One morning, after she was awakened by her bedside alarm, she sat up and, she recalled, “this fluid came down my face, this greenish liquid.” She pressed a square of gauze to her head and went to see her doctor again. M. showed the doctor the fluid on the dressing. The doctor looked closely at the wound. She shined a light on it and in M.’s eyes. Then she walked out of the room and called an ambulance. Only in the Emergency Department at Massachusetts General Hospital, after the doctors started swarming, and one told her she needed surgery now, did M. learn what had happened. She had scratched through her skull during the night—and all the way into her brain.

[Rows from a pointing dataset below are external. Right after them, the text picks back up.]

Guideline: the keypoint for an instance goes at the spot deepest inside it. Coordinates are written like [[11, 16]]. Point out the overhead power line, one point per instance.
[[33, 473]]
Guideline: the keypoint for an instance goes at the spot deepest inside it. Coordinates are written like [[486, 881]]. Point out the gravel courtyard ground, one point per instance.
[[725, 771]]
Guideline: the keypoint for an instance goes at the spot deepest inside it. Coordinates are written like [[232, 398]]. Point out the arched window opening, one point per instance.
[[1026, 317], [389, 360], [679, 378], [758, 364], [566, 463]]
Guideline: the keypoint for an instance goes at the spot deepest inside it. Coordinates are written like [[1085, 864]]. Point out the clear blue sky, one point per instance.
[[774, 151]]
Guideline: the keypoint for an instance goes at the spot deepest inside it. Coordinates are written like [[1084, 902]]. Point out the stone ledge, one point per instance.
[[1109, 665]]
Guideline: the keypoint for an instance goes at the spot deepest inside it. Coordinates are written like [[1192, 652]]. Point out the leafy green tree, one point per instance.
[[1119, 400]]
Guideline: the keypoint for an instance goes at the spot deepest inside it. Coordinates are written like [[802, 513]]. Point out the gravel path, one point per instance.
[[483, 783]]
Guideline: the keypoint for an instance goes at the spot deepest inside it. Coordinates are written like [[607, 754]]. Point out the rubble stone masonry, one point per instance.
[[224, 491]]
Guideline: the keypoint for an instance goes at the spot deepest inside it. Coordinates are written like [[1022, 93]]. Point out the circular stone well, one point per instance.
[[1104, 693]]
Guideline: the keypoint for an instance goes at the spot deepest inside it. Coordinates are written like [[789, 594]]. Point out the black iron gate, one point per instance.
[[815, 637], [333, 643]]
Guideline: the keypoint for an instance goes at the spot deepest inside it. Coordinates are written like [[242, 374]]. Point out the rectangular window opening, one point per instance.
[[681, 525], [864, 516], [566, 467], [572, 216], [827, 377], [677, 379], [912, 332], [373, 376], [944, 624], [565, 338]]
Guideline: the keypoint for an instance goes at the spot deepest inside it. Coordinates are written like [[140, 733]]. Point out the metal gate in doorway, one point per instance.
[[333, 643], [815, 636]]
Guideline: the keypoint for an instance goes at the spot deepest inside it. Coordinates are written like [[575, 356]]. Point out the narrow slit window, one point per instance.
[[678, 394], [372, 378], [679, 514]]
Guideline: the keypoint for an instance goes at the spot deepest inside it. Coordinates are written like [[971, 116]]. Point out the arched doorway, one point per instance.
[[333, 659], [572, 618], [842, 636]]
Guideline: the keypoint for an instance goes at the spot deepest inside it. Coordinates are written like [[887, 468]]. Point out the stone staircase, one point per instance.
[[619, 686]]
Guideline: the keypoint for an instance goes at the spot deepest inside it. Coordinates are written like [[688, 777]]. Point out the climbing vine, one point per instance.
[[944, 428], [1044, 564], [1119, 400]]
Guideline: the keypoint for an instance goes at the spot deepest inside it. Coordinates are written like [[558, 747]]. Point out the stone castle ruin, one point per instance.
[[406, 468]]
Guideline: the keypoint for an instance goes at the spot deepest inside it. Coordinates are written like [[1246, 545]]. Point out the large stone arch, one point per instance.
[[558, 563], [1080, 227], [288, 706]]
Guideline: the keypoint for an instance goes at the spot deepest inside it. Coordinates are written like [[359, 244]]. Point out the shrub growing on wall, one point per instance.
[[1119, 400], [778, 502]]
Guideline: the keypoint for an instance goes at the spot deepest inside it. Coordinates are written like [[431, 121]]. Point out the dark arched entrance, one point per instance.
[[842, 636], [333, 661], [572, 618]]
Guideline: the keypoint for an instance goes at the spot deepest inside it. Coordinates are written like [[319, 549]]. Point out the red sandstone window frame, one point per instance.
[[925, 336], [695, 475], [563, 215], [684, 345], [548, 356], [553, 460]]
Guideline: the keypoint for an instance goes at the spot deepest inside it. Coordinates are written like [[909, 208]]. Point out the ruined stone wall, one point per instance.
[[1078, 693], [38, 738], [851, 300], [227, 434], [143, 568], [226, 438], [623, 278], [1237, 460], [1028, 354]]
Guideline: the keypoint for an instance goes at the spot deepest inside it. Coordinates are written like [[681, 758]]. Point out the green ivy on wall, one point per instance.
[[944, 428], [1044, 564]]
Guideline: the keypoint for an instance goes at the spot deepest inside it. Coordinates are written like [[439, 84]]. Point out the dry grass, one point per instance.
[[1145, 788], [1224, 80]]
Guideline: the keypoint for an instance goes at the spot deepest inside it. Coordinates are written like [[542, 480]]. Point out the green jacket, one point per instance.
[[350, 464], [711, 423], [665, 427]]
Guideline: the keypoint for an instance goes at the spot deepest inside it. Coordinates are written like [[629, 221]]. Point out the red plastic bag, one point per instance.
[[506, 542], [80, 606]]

Although this sort of complication is highly unusual, pruritis - far from being only a "nuisance" symptom - is often associated with underlying systemic conditions, Dr. Brian Reamy and colleagues observe in "A Diagnostic Approach to Pruritis" in the July 15th issue of AFP. Clinicians should consider evaluating patients who present with generalized, unexplained pruritis for thyroid disorders, lymphoma, kidney and liver diseases, and diabetes. Many dermatoses of pregnancy can cause intense pruritis. Also, some psychiatric disorders are associated with pruritic sensations, leading to "neurotic excorations." Certain historical findings, including recent travel, exposure to animals, and constitutional symptoms such as weight loss and fatigue, can help to narrow the extensive differential diagnosis of this common and troublesome symptom.